Investment into build-to-rent has surged from the lowest quarterly volume on record to the highest, with £1.43bn transacted in Q3.
The figures from CBRE’s investment marketview follow just £83m reported for the previous quarter, as wary investors held off during lockdown.
Investment totals for the quarter gained a significant boost from AXA’s acquisition of the 1,233-home Dolphin Square (pictured), understood to have sold below its £850m asking price.
This saw standing stock acquisitions at under £800m, with over £600m of forward funding deals, and the balance made up from forward commit deals.
Long Harbour agreed a £156m forward funding deal for the next phase of Berkeley Square’s Berol Yard in Tottenham Hale, and Pension Insurance Corporation completed its first BTR investment with a £130m forward funding deal at Manchester’s New Victoria.
Some 80% of the funds – just over £1.1m – were committed to London, with a further £299m going to the regions.

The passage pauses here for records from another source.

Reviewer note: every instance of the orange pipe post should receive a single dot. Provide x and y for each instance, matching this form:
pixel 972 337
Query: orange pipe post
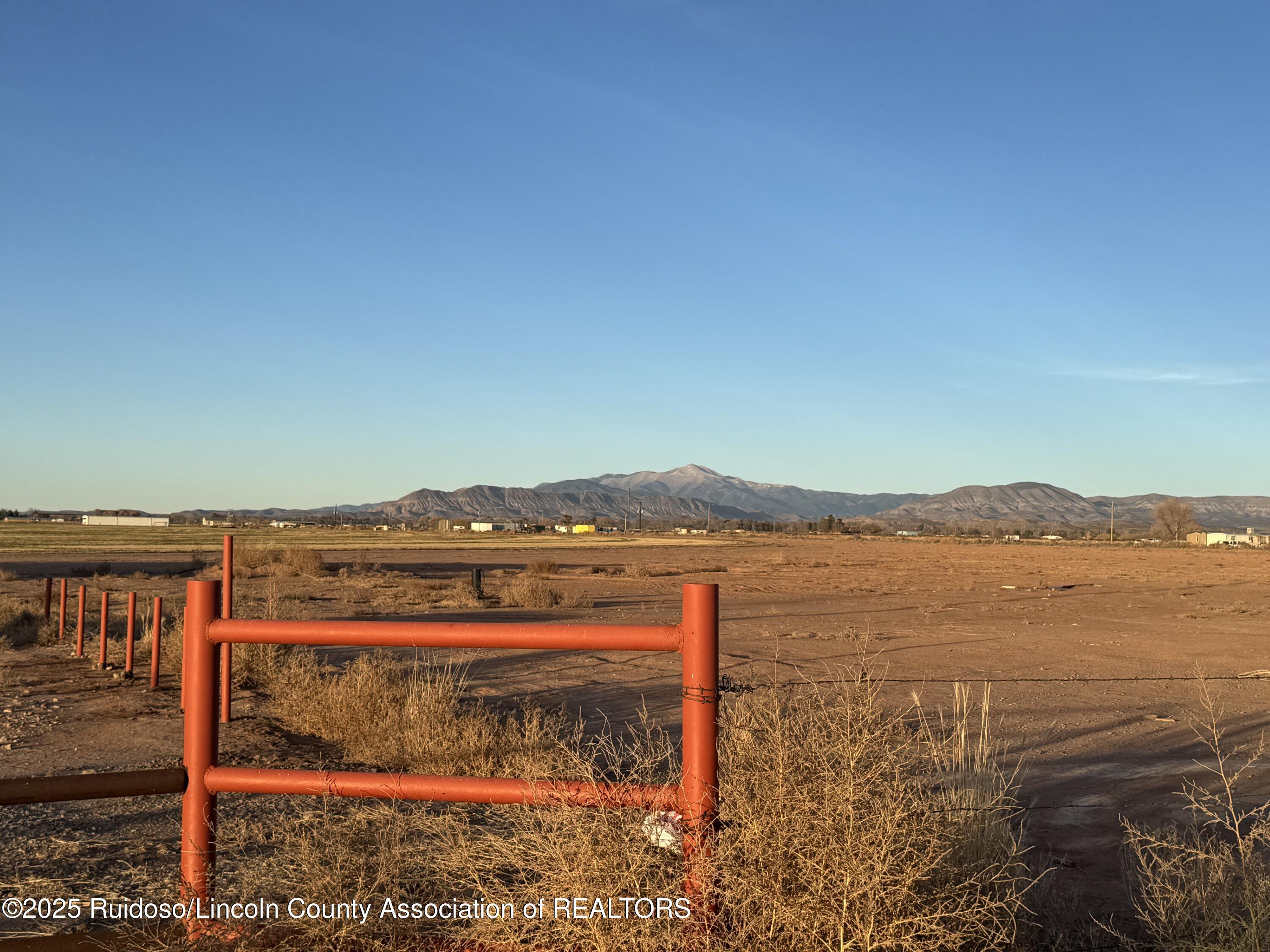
pixel 106 614
pixel 154 645
pixel 185 653
pixel 700 733
pixel 226 612
pixel 79 625
pixel 133 634
pixel 199 805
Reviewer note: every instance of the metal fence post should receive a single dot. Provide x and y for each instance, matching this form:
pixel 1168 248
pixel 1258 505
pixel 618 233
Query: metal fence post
pixel 199 805
pixel 700 730
pixel 226 612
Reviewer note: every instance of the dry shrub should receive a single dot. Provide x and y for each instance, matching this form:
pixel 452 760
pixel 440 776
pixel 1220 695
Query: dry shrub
pixel 461 594
pixel 529 592
pixel 409 718
pixel 846 828
pixel 842 827
pixel 1206 886
pixel 18 624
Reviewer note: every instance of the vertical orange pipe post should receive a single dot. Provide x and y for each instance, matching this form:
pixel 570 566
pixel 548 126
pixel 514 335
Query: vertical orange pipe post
pixel 185 653
pixel 154 645
pixel 226 612
pixel 106 614
pixel 79 625
pixel 133 634
pixel 700 733
pixel 199 805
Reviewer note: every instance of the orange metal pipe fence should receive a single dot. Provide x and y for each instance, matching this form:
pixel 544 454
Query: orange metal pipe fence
pixel 696 639
pixel 226 612
pixel 154 645
pixel 79 626
pixel 61 612
pixel 106 615
pixel 133 634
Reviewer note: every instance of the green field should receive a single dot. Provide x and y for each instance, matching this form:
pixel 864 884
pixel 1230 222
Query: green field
pixel 66 537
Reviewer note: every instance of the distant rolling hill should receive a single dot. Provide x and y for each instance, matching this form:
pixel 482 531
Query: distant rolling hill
pixel 1041 502
pixel 691 492
pixel 695 482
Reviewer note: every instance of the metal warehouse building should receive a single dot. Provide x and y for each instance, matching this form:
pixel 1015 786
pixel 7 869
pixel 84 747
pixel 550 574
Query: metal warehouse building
pixel 126 521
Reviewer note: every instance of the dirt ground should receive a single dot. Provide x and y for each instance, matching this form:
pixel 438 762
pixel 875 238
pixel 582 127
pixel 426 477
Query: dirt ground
pixel 1032 619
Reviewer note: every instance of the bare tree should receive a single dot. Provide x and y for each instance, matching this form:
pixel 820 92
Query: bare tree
pixel 1174 520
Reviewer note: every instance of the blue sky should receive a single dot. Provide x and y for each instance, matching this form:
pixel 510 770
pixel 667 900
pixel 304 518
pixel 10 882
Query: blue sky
pixel 303 253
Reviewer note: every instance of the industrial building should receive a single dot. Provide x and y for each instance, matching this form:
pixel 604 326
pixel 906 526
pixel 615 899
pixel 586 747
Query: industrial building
pixel 125 520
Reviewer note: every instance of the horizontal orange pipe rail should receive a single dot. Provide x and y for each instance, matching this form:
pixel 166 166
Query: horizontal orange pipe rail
pixel 454 790
pixel 560 638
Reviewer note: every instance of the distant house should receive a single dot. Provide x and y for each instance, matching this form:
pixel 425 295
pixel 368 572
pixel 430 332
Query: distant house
pixel 1249 537
pixel 126 520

This also includes Aberdeen Standard’s third deal of the year with the £41m acquisition of Clarendon Quarter, hot on the heels of its two London-based deals the previous quarter.
At the end of September there was £1.4bn of deals under offer. If this were to transact this year, it would see £4bn of BTR investment in 2020 – up 50% from 2019 levels.
Adam Burr, head of CBRE’s residential valuation team in Manchester, said: “Over the last few months, we have seen a number of high-profile deals across the key regional centres which further underpin the robust nature of the market. And with the emergence of some new investors, some specifically targeting the regional markets, there appears to be a very optimistic outlook in the regional multifamily/single family space.”